At the beginning of Itamar Moses’s Love/Stories (or But You Will Get Used To It), a series of short plays at the Flea Theater, the playwright himself makes the announcement to turn off all cell phones and unwrap bits of candy before the lights go down. Moses delivers the expected cell phone/candy jokes, in some detail, then asks audience members that are friends of his to e-mail him with some sort of comment after the show, even if it’s just, “I’m speechless.” His tone of voice is hyper-self-aware, and it’s meant to be disarming, but it’s so aggressive and cocky that its nominal basis in self-deprecation feels like a disingenuous ploy. This queasy balance between cleverness and put-on “don’t kick me” entreaty is reflected quite clearly in the plays themselves.
Moses caused a small stir last year with The Four of Us, a roman à clef about his longtime friendship/rivalry with the commercially successful young novelist Jonathan Safran Foer. There’s not much of Foer’s cloying “I live in Brooklyn and I marvel at the light on the trees” style in Moses’s work, but he can’t resist trying to get laughs with broken English, as Foer did in Everything is Illuminated. In the fourth play here, Maren Langdon plays a Russian actress trying to interpret the deep and sometimes salacious thoughts of her director/mentor (Felipe Bonilla). The way she paraphrases the titles of Chekhov’s The Seagull and The Three Sisters is funny, but not in any organic way, or in a way that can be tied to any larger point.
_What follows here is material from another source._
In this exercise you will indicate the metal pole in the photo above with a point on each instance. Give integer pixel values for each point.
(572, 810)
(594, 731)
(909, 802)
The most characteristic of the five plays here is Authorial Intent, which starts as a standard relationship drama between a guy (Michael Micalizzi) and a girl (Laurel Holland) who have just moved in together. After an uncertain conclusion, Holland and Micalizzi do the entire play again, only this time spelling out all of the “authorial intent” and all of their actorly motivation. After this, Holland and Micalizzi drop their characters and address each other as actors, or as themselves, seemingly after the show; they discuss Moses’s play, and Holland tries to speak positively about his writing, but finally says, “It’s just a role.” Micalizzi is self-deprecating about his appearance in exactly the same way that Moses was self-deprecating in his cell phone announcement, and it has the expected disarming effect on Holland. So we have a mediocre short play, followed by a deconstruction of it that makes it even less interesting than it was, and then a short, very believable interaction between two actors complaining about it. I suppose such self-criticism on Moses’s part could be construed as gutsy, but it’s just really uncomfortable.
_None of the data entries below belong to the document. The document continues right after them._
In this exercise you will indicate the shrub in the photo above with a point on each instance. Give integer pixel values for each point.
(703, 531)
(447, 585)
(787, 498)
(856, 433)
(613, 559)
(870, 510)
Also uncomfortable is his portrayal of his female characters as unreachably mysterious and neurotic, especially in the second play, where a long-time temp worker (Langdon) has a meltdown over the phone with her boyfriend, succumbs to a lustful kiss with her co-worker (Micalizzi), then brushes him off completely when the boyfriend calls back. It’s an old Woody Allen joke, this sort of thing, something that needs to be left in the past. And wouldn’t you know it, Moses is aware of this problem in his writing too: in the fifth play, a writer figure (John Russo) goes on and on about how he’s too paralyzed and uncertain to write dialogue or even thoughts for his female character (Holland). Being aware of a problem isn’t salutary, finally, if you’re not going to fix it. The ball is in your court, Moses.